On Brad Mehldau’s “Art of the Trio Vol. 3: Songs”

Brad Melhdau Art of the Trio Vol 3 Songs

Art of the Trio Vol. 3: Songs, released at the end of 1998, marks the third in the Grammy-nominated series “Art of the Trio.” Each album explores the limits of trio music by exploiting the fullness (or emptiness) intrinsic to the trio sound. In his last album, Live at the Village Vanguard, pianist Mehldau blanketed the crowd with sound. Songs breaks from this strategy: recorded in the studio, the album has all the emptiness, loneliness, and introspection characteristic of Bill Evans.

The album hits its high point on Mehldau’s cover of “Exit Music (for a Film),” from Radiohead’s incredible OK Computer. The song, about Romeo and Juliet, carries the same melancholy plot line as the torch-song standards that surround it. Though thematically “Exit Music” draws from jazz, Mehldau rearranges the song into something that sounds more like a piano sonata. A classically trained musician, Mehldau acknowledges that often during composing and improvising he adopts from his favorite composers—Brahms, Beethoven, and Chopin. “Song-Song,” an original that opens the album, is a sad, slow waltz. After the short intro, bassist Larry Grenadier uses a bow to create the orchestral feel of Marccone’s Cinema Paradiso score. In “Unrequited” and “Convalescent,” Mehldau leaves behind the constraints of time signature, chord progression, and tonality, conjuring phrases that seem to flow from sadness itself.

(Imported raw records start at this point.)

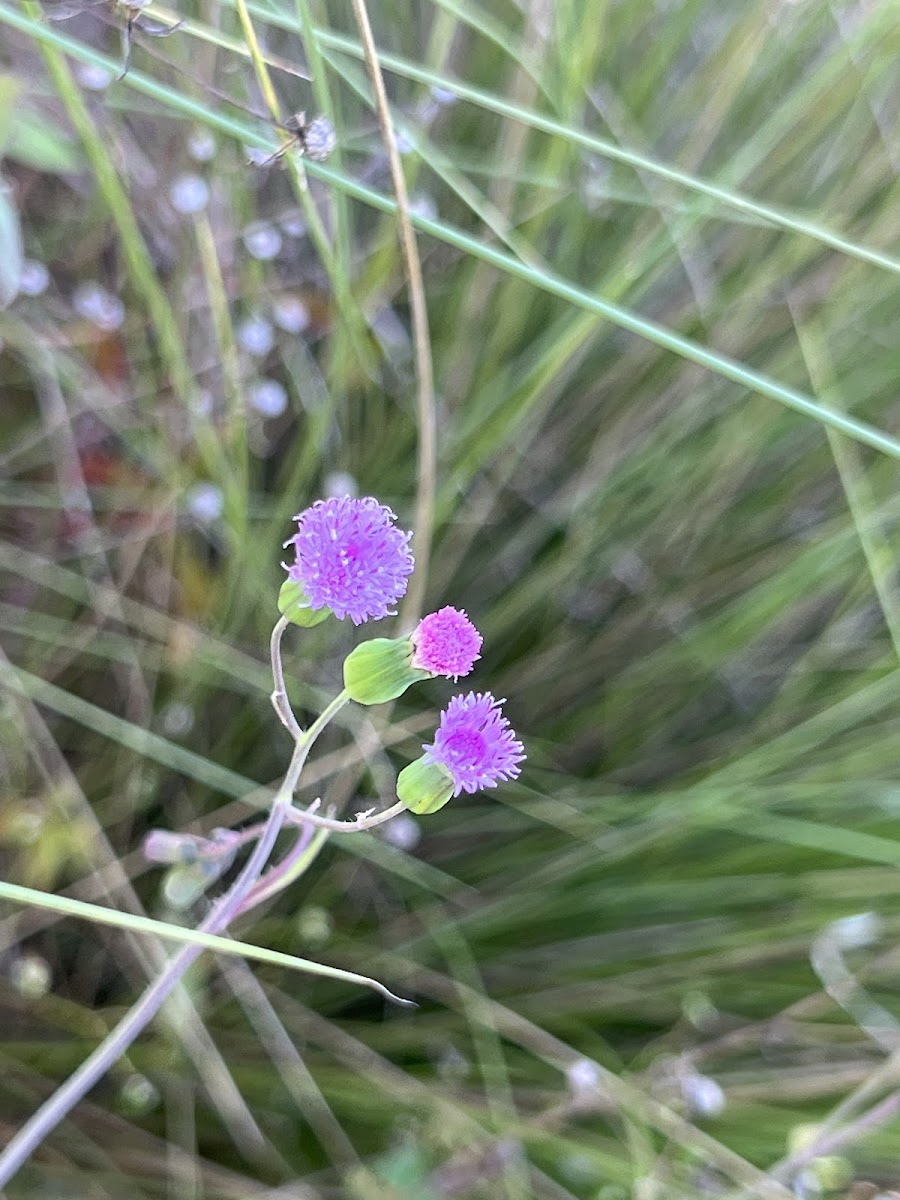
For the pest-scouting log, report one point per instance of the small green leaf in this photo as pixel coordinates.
(425, 786)
(379, 670)
(294, 605)
(11, 250)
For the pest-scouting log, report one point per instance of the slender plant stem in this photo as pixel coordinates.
(97, 1063)
(280, 696)
(412, 604)
(364, 821)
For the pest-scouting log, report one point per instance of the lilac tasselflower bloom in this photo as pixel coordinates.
(475, 744)
(351, 558)
(445, 643)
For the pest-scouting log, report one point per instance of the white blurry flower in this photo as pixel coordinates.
(93, 76)
(705, 1096)
(205, 502)
(262, 241)
(424, 207)
(293, 223)
(319, 138)
(291, 313)
(177, 719)
(256, 336)
(31, 976)
(189, 193)
(582, 1075)
(340, 483)
(268, 397)
(402, 832)
(35, 277)
(138, 1096)
(202, 145)
(853, 933)
(256, 155)
(315, 924)
(101, 307)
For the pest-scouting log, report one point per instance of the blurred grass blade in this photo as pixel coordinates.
(11, 250)
(66, 906)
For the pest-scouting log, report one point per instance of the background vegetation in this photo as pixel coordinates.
(657, 244)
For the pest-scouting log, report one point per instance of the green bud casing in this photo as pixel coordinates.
(294, 605)
(425, 786)
(381, 670)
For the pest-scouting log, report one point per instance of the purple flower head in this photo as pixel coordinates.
(475, 743)
(445, 643)
(351, 558)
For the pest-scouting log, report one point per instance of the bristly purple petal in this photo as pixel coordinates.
(351, 558)
(475, 743)
(445, 643)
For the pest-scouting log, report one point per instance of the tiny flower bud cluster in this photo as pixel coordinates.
(353, 562)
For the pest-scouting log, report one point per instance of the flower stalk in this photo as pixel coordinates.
(352, 562)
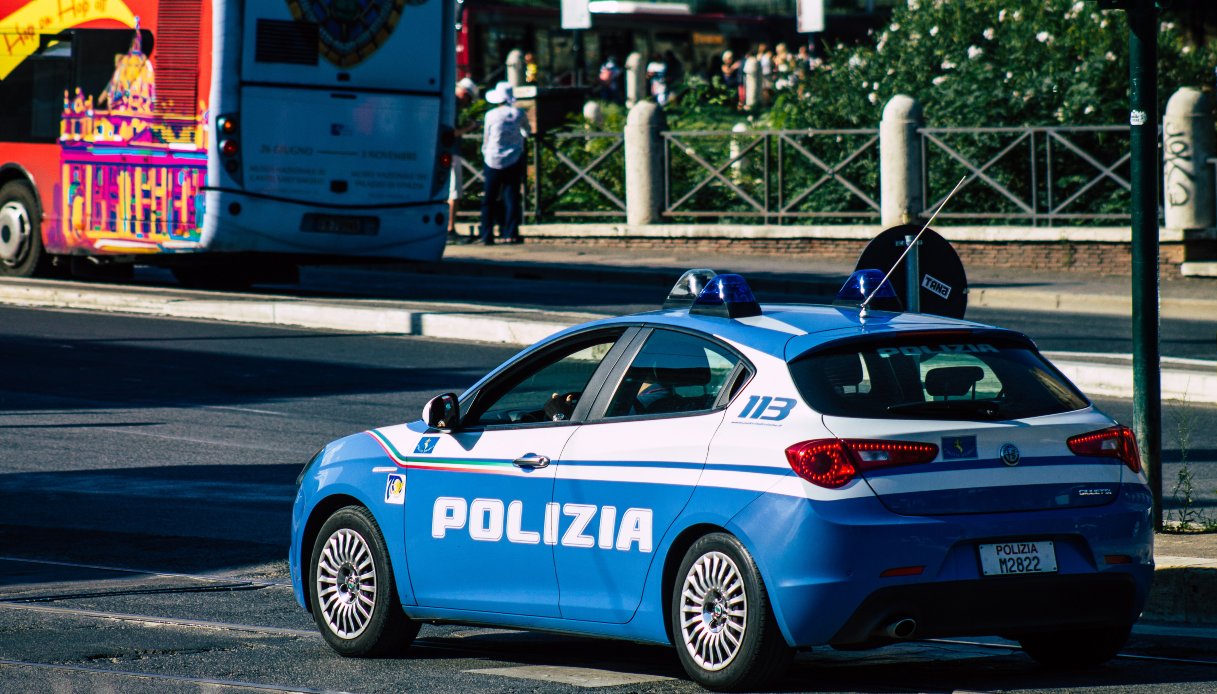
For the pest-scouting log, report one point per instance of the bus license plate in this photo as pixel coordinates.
(340, 224)
(1011, 558)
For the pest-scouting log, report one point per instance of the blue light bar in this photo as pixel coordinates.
(727, 296)
(688, 287)
(861, 284)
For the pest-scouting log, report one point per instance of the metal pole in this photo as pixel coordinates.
(913, 275)
(1143, 149)
(579, 60)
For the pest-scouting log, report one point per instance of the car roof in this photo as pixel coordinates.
(784, 330)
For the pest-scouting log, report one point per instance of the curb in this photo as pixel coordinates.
(824, 290)
(1190, 380)
(1183, 591)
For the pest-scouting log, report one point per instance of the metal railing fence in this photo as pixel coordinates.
(1028, 174)
(570, 175)
(772, 175)
(1038, 175)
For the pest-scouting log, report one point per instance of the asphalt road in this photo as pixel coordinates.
(1052, 330)
(146, 477)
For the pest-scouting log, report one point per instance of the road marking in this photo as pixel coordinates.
(132, 673)
(186, 438)
(218, 578)
(248, 409)
(573, 676)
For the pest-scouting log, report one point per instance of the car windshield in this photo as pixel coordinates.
(934, 376)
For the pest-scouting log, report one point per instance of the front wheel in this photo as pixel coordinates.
(352, 592)
(21, 238)
(722, 623)
(1077, 648)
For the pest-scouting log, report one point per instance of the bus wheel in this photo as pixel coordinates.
(21, 239)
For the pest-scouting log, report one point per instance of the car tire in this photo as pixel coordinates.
(351, 588)
(21, 236)
(722, 623)
(1075, 648)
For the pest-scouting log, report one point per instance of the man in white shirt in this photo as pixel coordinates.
(503, 149)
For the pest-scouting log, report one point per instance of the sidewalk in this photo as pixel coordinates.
(1185, 581)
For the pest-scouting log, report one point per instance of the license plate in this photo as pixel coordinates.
(1014, 558)
(340, 224)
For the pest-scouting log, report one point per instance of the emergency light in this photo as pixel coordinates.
(727, 296)
(869, 283)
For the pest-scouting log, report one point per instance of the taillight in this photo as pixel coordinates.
(833, 463)
(824, 463)
(1116, 442)
(228, 134)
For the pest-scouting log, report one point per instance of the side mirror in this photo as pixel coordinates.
(442, 413)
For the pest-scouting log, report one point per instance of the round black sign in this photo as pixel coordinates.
(942, 284)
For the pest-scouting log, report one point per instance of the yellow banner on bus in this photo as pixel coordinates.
(20, 28)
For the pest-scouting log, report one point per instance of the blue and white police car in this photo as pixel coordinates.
(740, 481)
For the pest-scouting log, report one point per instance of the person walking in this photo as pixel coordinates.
(503, 149)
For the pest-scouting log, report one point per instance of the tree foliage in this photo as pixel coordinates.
(980, 62)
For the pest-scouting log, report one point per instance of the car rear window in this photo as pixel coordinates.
(932, 376)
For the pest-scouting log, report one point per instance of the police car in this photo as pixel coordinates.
(740, 481)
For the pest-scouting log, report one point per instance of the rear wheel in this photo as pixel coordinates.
(21, 238)
(352, 592)
(1077, 648)
(722, 623)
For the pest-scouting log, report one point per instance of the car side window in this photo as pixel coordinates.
(673, 373)
(547, 391)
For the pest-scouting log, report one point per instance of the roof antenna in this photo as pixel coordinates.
(865, 302)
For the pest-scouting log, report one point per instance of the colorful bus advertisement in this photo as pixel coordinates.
(306, 127)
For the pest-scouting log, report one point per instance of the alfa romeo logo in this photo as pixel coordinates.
(351, 29)
(1009, 454)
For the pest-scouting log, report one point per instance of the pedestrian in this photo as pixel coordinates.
(656, 74)
(532, 72)
(730, 71)
(503, 149)
(466, 91)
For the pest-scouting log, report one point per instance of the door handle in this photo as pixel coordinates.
(531, 462)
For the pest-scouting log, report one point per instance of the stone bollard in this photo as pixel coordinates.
(593, 113)
(899, 155)
(516, 67)
(635, 79)
(739, 134)
(751, 82)
(1187, 175)
(644, 163)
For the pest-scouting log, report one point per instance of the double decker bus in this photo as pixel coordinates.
(223, 136)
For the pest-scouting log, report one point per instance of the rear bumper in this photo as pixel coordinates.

Mehldau only falters when he tries to be traditional. The standards seem forced, despite the efforts of Larry Grenadier and Jorge Rossy. With “At a Loss,” the album loses steam. But at its best, Songs makes up in originality what it lacks in jazz tradition. Pat Metheny has called Mehldau “the most exciting pianist since Herbie Hancock,” and the ability of a young pianist to make one feel so deeply makes Mehldau one to watch.